Three months after my surgery, I messed up a pie. I’d overfilled it, and it leaked onto the bottom of the oven, where it instantly burned. My kitchen filled with smoke. I panicked – not simply because I’d wasted time and money and perfectly good pastry, but because I’d placed so much of my self-worth into that dessert. I’d regarded it as a sign that everything was back to normal – look, I’m even making pies again! And then I screwed it up.

I stood in my kitchen, crying and yelling at Rand. The intensity of my outburst was understandably confusing for him. I remember his voice as he tried to comfort me, the worry hiding behind the calmness of it. I remember shouting, “NO, EVERYTHING IS NOT FINE.”

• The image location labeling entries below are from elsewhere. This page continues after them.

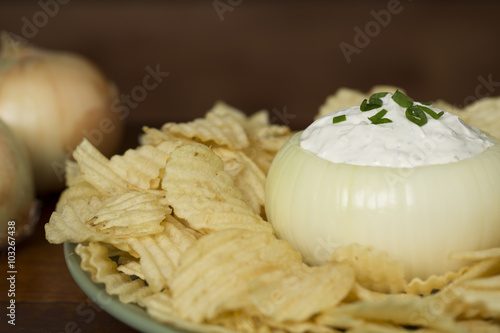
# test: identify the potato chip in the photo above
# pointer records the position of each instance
(202, 289)
(360, 293)
(480, 326)
(490, 299)
(140, 167)
(202, 193)
(221, 125)
(130, 214)
(487, 283)
(247, 176)
(483, 268)
(374, 270)
(476, 255)
(68, 223)
(95, 260)
(159, 307)
(303, 292)
(94, 168)
(159, 254)
(395, 310)
(132, 268)
(265, 139)
(432, 283)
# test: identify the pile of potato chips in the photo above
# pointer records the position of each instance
(178, 226)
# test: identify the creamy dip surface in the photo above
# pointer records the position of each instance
(400, 143)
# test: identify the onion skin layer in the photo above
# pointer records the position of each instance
(417, 215)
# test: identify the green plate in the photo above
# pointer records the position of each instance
(130, 314)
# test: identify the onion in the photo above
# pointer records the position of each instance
(17, 203)
(419, 215)
(52, 100)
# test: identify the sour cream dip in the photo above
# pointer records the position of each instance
(399, 143)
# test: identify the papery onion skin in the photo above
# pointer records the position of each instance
(17, 191)
(52, 100)
(418, 215)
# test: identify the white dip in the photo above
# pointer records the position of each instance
(400, 143)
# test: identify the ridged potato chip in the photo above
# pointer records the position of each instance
(395, 310)
(247, 176)
(303, 292)
(95, 260)
(202, 289)
(177, 226)
(130, 214)
(374, 270)
(159, 253)
(202, 193)
(94, 168)
(140, 167)
(221, 125)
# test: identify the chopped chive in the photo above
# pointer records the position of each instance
(374, 104)
(338, 119)
(402, 99)
(416, 115)
(377, 96)
(379, 118)
(431, 112)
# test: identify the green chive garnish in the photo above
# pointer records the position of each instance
(402, 99)
(338, 119)
(379, 118)
(416, 115)
(377, 96)
(365, 106)
(430, 112)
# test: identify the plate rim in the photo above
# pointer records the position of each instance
(130, 314)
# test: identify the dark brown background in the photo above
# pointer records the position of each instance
(274, 55)
(270, 54)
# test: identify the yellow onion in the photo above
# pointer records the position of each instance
(52, 100)
(419, 215)
(17, 194)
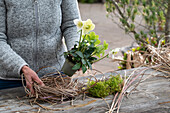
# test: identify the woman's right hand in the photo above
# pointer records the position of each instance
(31, 77)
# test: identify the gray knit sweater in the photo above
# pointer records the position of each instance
(31, 33)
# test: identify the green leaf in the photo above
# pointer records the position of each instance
(79, 53)
(83, 61)
(105, 45)
(76, 66)
(84, 69)
(89, 64)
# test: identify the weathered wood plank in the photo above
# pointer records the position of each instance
(151, 96)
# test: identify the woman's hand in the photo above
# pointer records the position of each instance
(31, 77)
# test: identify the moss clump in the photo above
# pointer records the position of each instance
(106, 87)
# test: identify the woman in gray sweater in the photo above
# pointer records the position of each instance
(31, 33)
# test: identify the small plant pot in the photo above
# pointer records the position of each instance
(67, 68)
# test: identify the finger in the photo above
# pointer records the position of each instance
(29, 86)
(38, 81)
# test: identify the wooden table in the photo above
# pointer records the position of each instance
(151, 96)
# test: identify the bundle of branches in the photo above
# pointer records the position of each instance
(147, 55)
(58, 87)
(159, 57)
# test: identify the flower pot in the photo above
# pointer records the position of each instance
(67, 68)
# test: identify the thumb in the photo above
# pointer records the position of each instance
(38, 81)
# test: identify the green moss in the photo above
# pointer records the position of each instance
(106, 87)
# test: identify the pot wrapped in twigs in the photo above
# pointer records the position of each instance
(58, 87)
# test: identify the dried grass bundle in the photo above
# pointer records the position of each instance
(159, 57)
(58, 87)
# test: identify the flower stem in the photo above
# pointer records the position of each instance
(80, 40)
(100, 59)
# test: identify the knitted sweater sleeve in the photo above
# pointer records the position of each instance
(70, 12)
(9, 59)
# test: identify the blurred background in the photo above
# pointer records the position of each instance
(106, 29)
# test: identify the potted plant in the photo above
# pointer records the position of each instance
(86, 51)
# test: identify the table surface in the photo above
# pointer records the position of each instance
(151, 96)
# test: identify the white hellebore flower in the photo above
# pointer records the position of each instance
(114, 51)
(79, 23)
(88, 44)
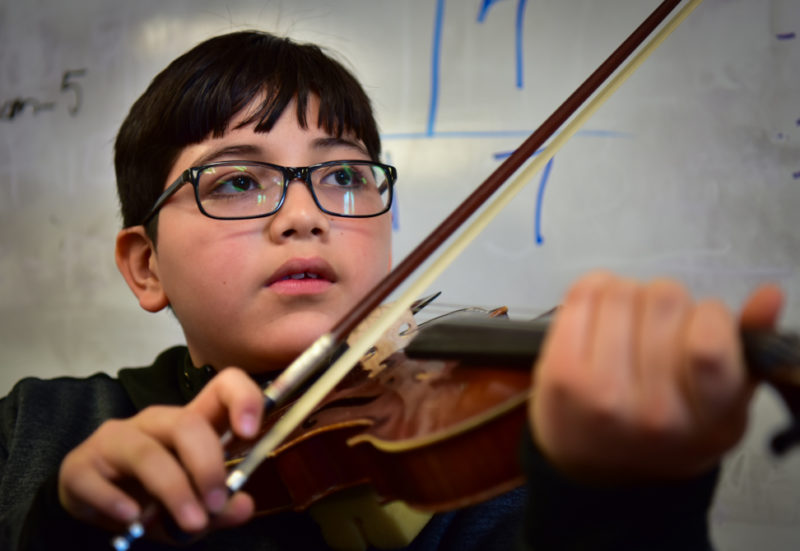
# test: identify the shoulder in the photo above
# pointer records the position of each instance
(42, 402)
(491, 525)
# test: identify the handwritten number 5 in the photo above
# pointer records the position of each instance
(67, 84)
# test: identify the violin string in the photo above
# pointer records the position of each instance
(328, 380)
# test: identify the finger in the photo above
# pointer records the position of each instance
(762, 308)
(201, 455)
(147, 460)
(665, 308)
(231, 397)
(717, 382)
(613, 353)
(568, 345)
(238, 510)
(87, 495)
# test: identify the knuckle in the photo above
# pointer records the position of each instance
(590, 284)
(667, 295)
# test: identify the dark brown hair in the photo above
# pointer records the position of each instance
(199, 93)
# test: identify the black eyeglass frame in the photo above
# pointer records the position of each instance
(290, 174)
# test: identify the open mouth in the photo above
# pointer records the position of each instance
(303, 275)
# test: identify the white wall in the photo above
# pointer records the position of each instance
(691, 170)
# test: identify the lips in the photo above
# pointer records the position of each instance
(309, 270)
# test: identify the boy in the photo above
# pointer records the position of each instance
(638, 391)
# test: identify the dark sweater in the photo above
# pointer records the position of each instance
(41, 421)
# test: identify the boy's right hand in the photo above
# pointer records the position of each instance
(169, 454)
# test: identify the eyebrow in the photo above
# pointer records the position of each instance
(329, 142)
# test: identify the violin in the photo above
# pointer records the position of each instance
(406, 412)
(427, 433)
(431, 420)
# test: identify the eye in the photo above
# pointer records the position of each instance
(344, 176)
(235, 184)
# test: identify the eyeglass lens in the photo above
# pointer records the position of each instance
(242, 190)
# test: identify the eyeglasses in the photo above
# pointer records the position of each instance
(236, 190)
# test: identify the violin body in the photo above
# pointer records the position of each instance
(435, 434)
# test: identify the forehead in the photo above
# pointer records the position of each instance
(287, 142)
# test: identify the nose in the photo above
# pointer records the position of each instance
(299, 216)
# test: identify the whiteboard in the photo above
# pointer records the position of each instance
(691, 170)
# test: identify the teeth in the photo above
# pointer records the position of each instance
(303, 276)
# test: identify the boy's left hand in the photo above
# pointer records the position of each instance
(639, 382)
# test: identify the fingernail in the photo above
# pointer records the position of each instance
(247, 424)
(216, 500)
(192, 516)
(125, 511)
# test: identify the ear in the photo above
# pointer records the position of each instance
(137, 262)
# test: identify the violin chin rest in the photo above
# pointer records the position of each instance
(354, 519)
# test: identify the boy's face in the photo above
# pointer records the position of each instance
(228, 280)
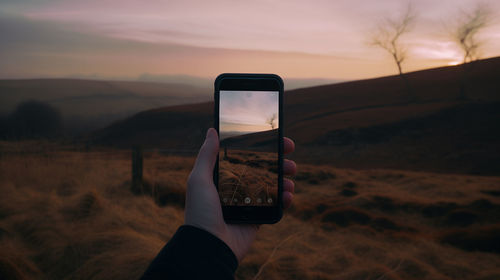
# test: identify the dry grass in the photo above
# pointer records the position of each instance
(73, 215)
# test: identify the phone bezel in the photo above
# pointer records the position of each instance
(256, 82)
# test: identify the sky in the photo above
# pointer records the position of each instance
(126, 39)
(244, 112)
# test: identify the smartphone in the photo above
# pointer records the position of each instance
(249, 170)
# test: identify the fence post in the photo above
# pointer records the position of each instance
(137, 169)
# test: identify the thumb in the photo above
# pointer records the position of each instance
(207, 155)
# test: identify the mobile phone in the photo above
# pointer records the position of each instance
(249, 169)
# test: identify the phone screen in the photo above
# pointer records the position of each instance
(249, 142)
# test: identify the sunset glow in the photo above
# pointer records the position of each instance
(295, 39)
(244, 112)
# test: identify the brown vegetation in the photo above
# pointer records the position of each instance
(73, 215)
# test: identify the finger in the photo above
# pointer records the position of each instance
(288, 185)
(289, 145)
(287, 199)
(207, 155)
(289, 167)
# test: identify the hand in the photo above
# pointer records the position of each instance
(203, 208)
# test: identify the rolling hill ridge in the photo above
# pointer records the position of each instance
(375, 123)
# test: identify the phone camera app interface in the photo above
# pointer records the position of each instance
(248, 155)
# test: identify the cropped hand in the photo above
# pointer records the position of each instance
(203, 208)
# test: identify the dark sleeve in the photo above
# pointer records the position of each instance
(193, 253)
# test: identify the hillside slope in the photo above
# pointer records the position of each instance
(363, 124)
(94, 103)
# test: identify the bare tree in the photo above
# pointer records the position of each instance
(389, 34)
(464, 33)
(467, 27)
(271, 121)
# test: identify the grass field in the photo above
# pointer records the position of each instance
(73, 215)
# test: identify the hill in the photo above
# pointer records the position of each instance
(90, 104)
(371, 123)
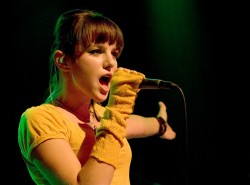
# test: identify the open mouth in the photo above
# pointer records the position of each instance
(105, 80)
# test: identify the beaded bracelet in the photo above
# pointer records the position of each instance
(162, 126)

The screaming is never really just about the pie.

Before my surgery, I was frustrated by the lack of information I found about what it was actually like to have a brain tumor removed. The Mayo Clinic had a couple of articles, as did a few other health-related sites, but none of them were written by people who’d actually experienced it themselves. That’s why I’ve written so extensively about my brain surgery on this site – I figured I could help put my experience out there for others. I didn’t anticipate that the comments section of those posts would become a sort of forum for people experiencing the same thing.

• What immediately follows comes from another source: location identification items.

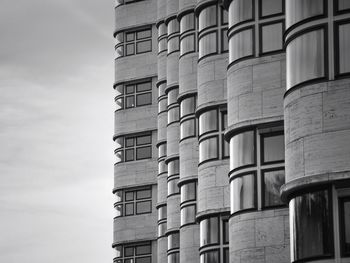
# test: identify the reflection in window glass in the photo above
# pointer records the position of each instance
(207, 17)
(242, 150)
(271, 7)
(298, 10)
(272, 37)
(208, 121)
(208, 149)
(344, 50)
(241, 45)
(240, 11)
(311, 225)
(209, 231)
(242, 193)
(208, 44)
(305, 58)
(273, 180)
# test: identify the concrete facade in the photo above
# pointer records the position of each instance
(232, 131)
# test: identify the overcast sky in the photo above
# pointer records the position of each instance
(56, 128)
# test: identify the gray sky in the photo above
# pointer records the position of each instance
(56, 128)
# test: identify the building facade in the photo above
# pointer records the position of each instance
(232, 131)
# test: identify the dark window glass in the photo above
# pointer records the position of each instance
(208, 149)
(143, 152)
(273, 180)
(240, 11)
(242, 150)
(272, 37)
(208, 17)
(298, 10)
(208, 44)
(311, 225)
(305, 58)
(344, 50)
(241, 45)
(242, 193)
(209, 231)
(210, 257)
(271, 7)
(188, 214)
(208, 121)
(344, 207)
(273, 148)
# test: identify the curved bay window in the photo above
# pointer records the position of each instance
(132, 42)
(212, 31)
(306, 59)
(253, 172)
(214, 234)
(138, 253)
(212, 124)
(243, 26)
(173, 36)
(133, 94)
(187, 34)
(311, 226)
(133, 147)
(133, 201)
(187, 117)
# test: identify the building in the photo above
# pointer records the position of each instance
(232, 131)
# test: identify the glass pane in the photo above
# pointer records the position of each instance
(305, 58)
(272, 37)
(188, 214)
(242, 193)
(143, 34)
(130, 101)
(208, 149)
(344, 50)
(273, 181)
(188, 192)
(130, 49)
(129, 209)
(143, 153)
(143, 46)
(142, 194)
(239, 11)
(209, 231)
(208, 121)
(187, 128)
(129, 155)
(207, 17)
(210, 257)
(143, 207)
(298, 10)
(141, 140)
(311, 225)
(242, 150)
(273, 147)
(241, 45)
(208, 44)
(271, 7)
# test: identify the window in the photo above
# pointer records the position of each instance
(134, 202)
(299, 10)
(133, 42)
(306, 58)
(311, 225)
(131, 148)
(133, 95)
(130, 253)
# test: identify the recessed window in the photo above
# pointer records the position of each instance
(133, 42)
(135, 148)
(134, 95)
(134, 202)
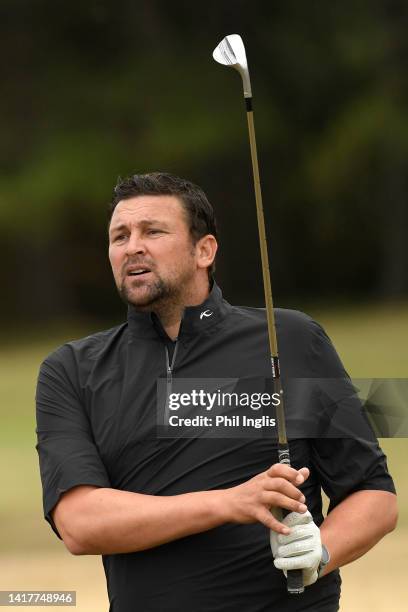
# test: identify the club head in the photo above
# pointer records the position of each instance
(231, 52)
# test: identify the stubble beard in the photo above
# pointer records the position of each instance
(160, 296)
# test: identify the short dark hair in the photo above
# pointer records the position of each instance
(199, 212)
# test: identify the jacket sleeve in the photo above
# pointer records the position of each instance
(349, 458)
(67, 452)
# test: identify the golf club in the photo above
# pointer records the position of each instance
(231, 52)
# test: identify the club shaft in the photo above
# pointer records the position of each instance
(273, 344)
(295, 577)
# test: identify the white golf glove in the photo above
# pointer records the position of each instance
(301, 549)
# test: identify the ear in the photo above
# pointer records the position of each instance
(206, 249)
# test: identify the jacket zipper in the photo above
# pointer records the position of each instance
(169, 373)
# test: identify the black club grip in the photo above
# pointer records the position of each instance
(295, 577)
(295, 582)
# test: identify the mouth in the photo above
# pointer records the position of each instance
(137, 271)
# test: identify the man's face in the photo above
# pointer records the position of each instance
(151, 251)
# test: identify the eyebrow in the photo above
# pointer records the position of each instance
(142, 223)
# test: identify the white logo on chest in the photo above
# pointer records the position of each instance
(206, 313)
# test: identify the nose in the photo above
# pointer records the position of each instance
(135, 245)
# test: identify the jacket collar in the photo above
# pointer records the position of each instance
(196, 319)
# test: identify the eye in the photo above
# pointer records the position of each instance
(119, 238)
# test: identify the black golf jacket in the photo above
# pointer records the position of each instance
(97, 407)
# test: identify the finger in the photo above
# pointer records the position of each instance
(300, 547)
(285, 471)
(289, 563)
(282, 470)
(295, 518)
(297, 533)
(305, 472)
(275, 498)
(285, 487)
(266, 518)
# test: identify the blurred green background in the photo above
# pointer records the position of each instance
(100, 89)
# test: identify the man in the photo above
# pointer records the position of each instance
(183, 523)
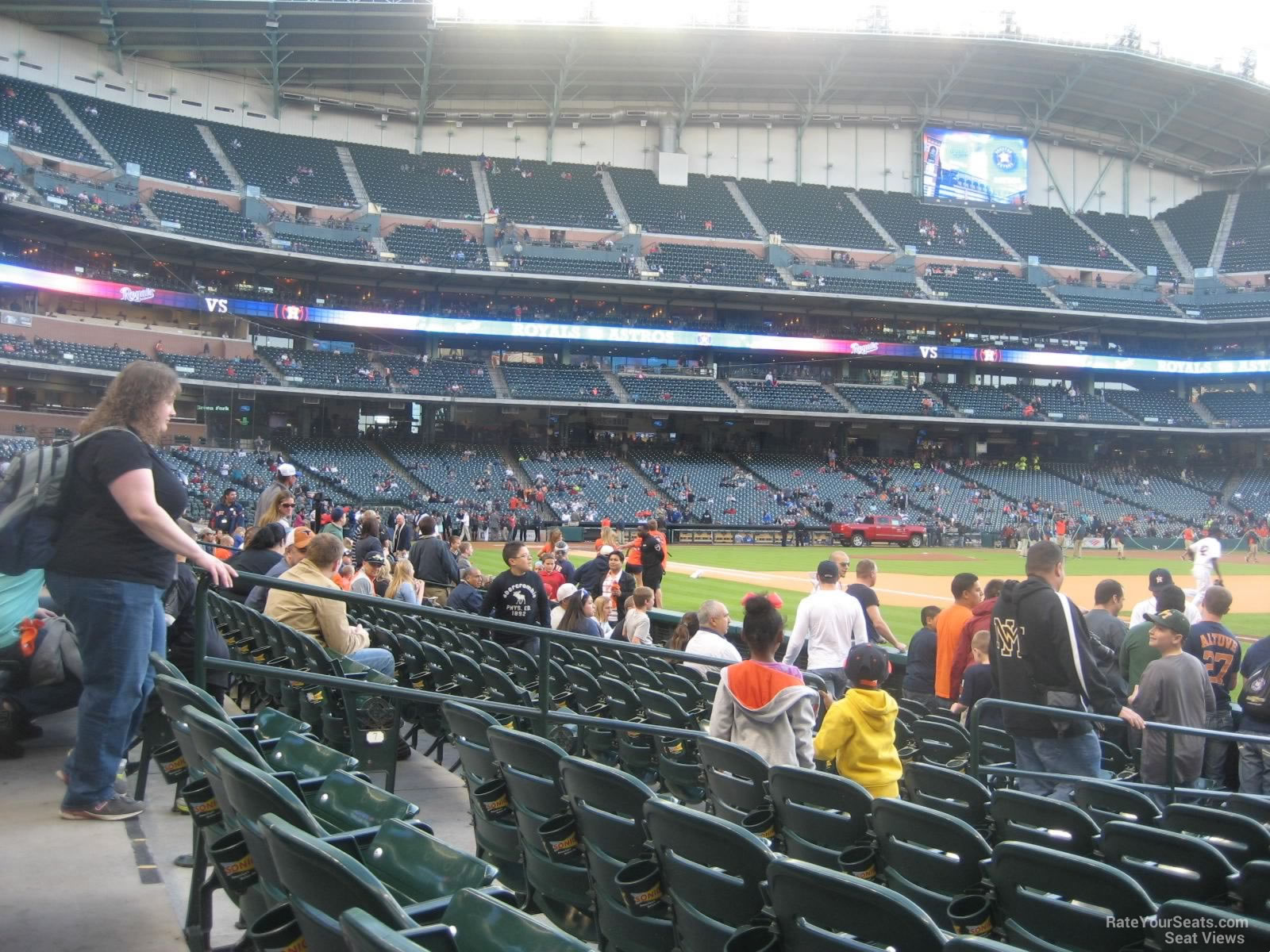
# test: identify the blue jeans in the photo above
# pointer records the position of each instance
(1079, 755)
(379, 659)
(117, 624)
(835, 678)
(1255, 768)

I’m glad there’s a community of people comforting one another, but I don’t spend a lot of time there myself. It’s still too hard, four years out. Every now and then, someone will leave a spate of comments filled with worried, hyper-specific questions. I get angry at myself for not having answers. I get angry at them for reminding me of how I felt during that time. It’s not fair, but there it is.

Rand and I in my hospital room, after I woke up from surgery.

Occasionally, I get emails from people who’ve found my blog, or from a friend of a friend who’s about to go through the same thing. They’re worried. I find myself at a loss for what to say. I can’t tell them about their brain surgery. I can only tell them about my own. I type out the words, “Everything will be fine.” I remember when my mother said that to me before my surgery. I want them to believe me. I wanted to believe my mother.

The one question that everyone has, the one question that I always struggle to answer is invariably this: When I am I going to feel normal again?

I had that question, too. (See Pie, screaming about.)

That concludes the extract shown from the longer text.